CT works based on the idea that those with OCD "become anxious about their thoughts (or obsessions)" once they begin to see their "thoughts as dangerous and likely to occur" ("Treatments for OCD: Cognitive-Behavioral Therapy"). For example, individuals who are afraid to leave the house with the stove on will begin seeing their own behavior as debilitating if their behavior leads them to return to the house repeatedly to check the stove, preventing them from leaving at all. Through CT, patients are asked to "interpret their obsessions" and consider "what they believe or assume to be true about them, what their attitude is toward them and why they think they have these obsessions" ("Treatments for OCD"). The therapist then helps the patients "re-evaluate [their] beliefs" concerning "potential consequences of engaging or not engaging in compulsive behavior" as a means of trying to phase out the behavior ("Treatments for OCD"). The therapy can involve having patients create "thought records" in which they record every detail they can about their specific obsessions, including any thoughts related to the obsessions.
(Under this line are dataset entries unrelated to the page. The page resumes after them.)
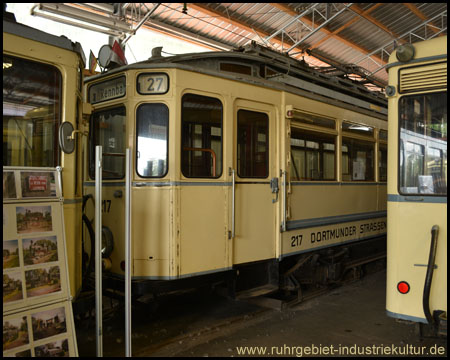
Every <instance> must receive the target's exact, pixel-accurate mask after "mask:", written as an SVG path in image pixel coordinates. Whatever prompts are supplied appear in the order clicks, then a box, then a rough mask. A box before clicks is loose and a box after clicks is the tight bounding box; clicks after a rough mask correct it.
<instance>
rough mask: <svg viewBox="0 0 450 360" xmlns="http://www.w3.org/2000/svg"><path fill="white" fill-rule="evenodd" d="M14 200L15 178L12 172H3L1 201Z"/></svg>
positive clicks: (15, 197) (16, 197) (14, 191)
mask: <svg viewBox="0 0 450 360" xmlns="http://www.w3.org/2000/svg"><path fill="white" fill-rule="evenodd" d="M16 198H17V191H16V177H15V175H14V171H3V199H16Z"/></svg>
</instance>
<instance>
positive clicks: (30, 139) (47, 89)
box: [3, 56, 62, 167]
mask: <svg viewBox="0 0 450 360" xmlns="http://www.w3.org/2000/svg"><path fill="white" fill-rule="evenodd" d="M61 88H62V78H61V74H60V72H59V71H58V70H57V69H56V68H55V67H53V66H50V65H46V64H40V63H37V62H34V61H29V60H24V59H19V58H15V57H12V56H3V166H38V167H55V166H57V165H58V164H59V153H60V152H59V149H58V141H57V139H58V128H59V124H60V122H61V110H60V108H61Z"/></svg>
Very few studies have actually been performed to prove the effectiveness of CT; however, those that have been done have shown it to be more affective in dealing with the anxiety related to OCD than just medications. Regardless, from a behavior therapist's standpoint, there certainly are some drawbacks to the therapy. Dr. Key Sun points out in his article published in Psychology Today, that one drawback concerns the fact the therapy confuses the negative anxiety-producing feelings with being a cause of the obsessive behavior rather than of a symptom of the behavior. Dr. Sun argues that feelings of "low-self esteem, self-blame and self-criticism, negative predictions, unpleasant memories, erroneous interpretations of experiences, etc." are all a symptom of OCD and not necessarily the cause of OCD behavior ("Four Drawbacks to Cognitive Therapy"). So, trying to address the behavior by simply trying to eliminate a symptom will fall short of a therapist's goal. Dr. Sun also points out that some with OCD have it as a result of a realistic perception of negative experiences they have had, such as "sexual or physical abuse"; therefore, using "cognitive-restructuring exercises" to try and change realistic, negative emotions would actually not "deal with the true problem" ("Four Drawbacks"). Finally, he further points out that even "positive self-evaluations," as opposed to negative ones, can be just as "dysfunctional and maladaptive" as negative ones because even positive self-evaluations can be shown to be "characterized by inaccuracy and bias" ("Four Drawbacks"). Hence, while CT can be shown to help, usually over an extended period of time, it can also be shown to be based on faulty principles that a behavior therapist should consider when evaluating whether or not CT will benefit a patient with OCD.